Congratulations: you have automation debt. It looks like productivity. It compounds like a credit card.

How it accumulates

Every automation is a small contract with the future. It says: "when X happens, do Y." Useful — until the system around it changes and the contract silently breaks.

Most teams accumulate debt the same way:

  • A team member builds a one-off automation to scratch their own itch. No docs, no owner.
  • The tool that automation depends on changes its API, its UI, or its pricing tier.
  • The person who built it leaves. The Slack channel where it posts becomes white noise.
  • Nobody owns the inventory, so nobody notices the failure until a customer does.

Each individual automation is cheap. The portfolio of them is expensive — in trust, in debugging hours, in "wait, who's supposed to follow up on this lead?"

The four signs you're underwater

  1. No inventory. You can't list, in under five minutes, every automation running in your business.
  2. No owner. Each automation has a tribal owner — the person who built it — not an institutional one.
  3. No observability. Failures are caught by humans noticing a missing email, not by alerts.
  4. No retire-by date. Automations live forever. Nothing gets sunset.

If three of those four are true, you don't have an automation stack. You have a haunted house of half-running scripts.

Pay it down before it pays you back

The fix isn't to stop automating. It's to treat automation like any other production system:

  • Inventory everything. One sheet. Trigger, action, owner, last verified date.
  • One owner per workflow. Not a tribal owner — a name on the doc.
  • Health checks. Every automation pings a monitor when it runs. Silence triggers an alert.
  • Quarterly culls. Anything not verified in 90 days is killed, not migrated.

This is unglamorous work. It's also the difference between automation that compounds and automation that erodes.
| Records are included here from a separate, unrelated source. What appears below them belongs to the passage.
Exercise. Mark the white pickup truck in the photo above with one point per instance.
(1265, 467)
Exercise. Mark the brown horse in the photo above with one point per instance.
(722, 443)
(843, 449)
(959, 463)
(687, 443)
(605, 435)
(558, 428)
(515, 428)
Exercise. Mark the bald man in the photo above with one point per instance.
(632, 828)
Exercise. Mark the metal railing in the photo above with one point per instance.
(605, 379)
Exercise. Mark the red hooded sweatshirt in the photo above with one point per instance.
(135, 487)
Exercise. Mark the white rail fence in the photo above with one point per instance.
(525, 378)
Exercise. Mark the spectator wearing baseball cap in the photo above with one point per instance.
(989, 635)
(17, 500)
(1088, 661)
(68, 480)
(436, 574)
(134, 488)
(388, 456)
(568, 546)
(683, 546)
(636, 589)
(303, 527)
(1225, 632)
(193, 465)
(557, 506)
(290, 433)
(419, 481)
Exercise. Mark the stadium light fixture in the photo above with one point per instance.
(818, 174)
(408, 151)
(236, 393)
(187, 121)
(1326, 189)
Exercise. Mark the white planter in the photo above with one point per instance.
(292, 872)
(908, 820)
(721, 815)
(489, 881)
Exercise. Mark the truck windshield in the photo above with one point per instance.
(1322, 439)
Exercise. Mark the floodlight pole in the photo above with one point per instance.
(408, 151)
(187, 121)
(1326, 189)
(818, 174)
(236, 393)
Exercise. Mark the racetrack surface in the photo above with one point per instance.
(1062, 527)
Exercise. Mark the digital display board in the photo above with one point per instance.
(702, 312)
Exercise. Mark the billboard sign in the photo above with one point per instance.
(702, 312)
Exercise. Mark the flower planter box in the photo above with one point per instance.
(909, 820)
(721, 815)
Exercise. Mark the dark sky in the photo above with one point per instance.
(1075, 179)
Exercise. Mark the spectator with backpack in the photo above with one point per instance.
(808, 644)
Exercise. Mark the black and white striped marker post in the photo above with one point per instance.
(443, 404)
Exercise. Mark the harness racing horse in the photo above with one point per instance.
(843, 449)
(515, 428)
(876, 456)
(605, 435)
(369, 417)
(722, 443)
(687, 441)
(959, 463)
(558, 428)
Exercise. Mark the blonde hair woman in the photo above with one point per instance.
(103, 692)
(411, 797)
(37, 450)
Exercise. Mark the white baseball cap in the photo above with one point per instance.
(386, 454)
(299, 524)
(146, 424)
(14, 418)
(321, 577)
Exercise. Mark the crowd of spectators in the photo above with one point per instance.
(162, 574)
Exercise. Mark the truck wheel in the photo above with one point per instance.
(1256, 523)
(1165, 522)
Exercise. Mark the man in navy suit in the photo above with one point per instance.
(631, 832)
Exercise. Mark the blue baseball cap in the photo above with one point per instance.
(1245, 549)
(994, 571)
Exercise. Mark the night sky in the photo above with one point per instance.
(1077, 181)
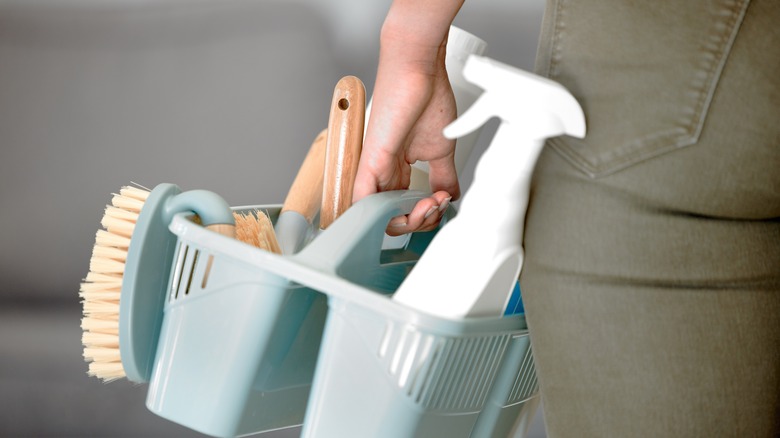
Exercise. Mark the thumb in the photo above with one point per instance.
(442, 175)
(365, 184)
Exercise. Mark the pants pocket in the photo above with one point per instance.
(644, 72)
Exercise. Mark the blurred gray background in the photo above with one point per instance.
(225, 95)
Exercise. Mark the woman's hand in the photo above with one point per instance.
(412, 103)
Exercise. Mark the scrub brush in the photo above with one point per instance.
(122, 293)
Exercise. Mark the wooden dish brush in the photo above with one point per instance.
(107, 280)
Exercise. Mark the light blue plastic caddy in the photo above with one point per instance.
(252, 341)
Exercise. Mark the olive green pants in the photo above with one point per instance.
(652, 272)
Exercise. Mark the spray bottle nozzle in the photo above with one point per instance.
(542, 107)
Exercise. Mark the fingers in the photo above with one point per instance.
(424, 217)
(443, 176)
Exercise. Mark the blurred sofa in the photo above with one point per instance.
(225, 95)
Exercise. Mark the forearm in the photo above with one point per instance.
(414, 33)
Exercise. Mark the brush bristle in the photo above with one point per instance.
(101, 288)
(257, 230)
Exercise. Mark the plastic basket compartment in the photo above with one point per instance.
(252, 341)
(238, 344)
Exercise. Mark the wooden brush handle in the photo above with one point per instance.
(305, 194)
(345, 141)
The compounding alternative

A well-run automation stack does the opposite of debt — it compounds. Each new workflow is cheaper than the last because the foundations exist: a contact model, a unified event log, a tested integration layer. New automations slot in instead of stacking up.

That's the layer underneath a real chatbot funnel and a real content engine. Both depend on automations that actually run when they're supposed to. Without that floor, every "AI-powered" thing on top is just another haunted script.

If you can't say what your automation stack does, you don't own it. It owns you. That's the difference between strategy and tactics, again — applied to ops.

FAQ

Is no-code automation worse than code for this?

No. Code has the same problem; it's just slower to accrue because the cost of writing each automation is higher. No-code makes debt cheaper to create, which is exactly why inventory and ownership matter more.

Should every automation be monitored?

Anything that touches money, customer communication, or a system of record: yes. Internal-only nice-to-haves: at least logged, even if not alerted.

How do we get out of the hole if we're already there?

Freeze new automations for one sprint. Inventory what exists. Kill anything without an owner or a clear purpose. Then restart with a written standard for what an automation needs — owner, monitor, retire-by date — before it ships.

Does this apply to AI agents?

More than ever. An AI agent is an automation with discretion. The blast radius of a broken one is larger, not smaller. Same rules, higher stakes.

How does this connect to going post-physical?

A post-physical business runs on programmable operations. Automation debt is what stops that promise from being real — the business looks digital from the outside while the back office quietly falls apart.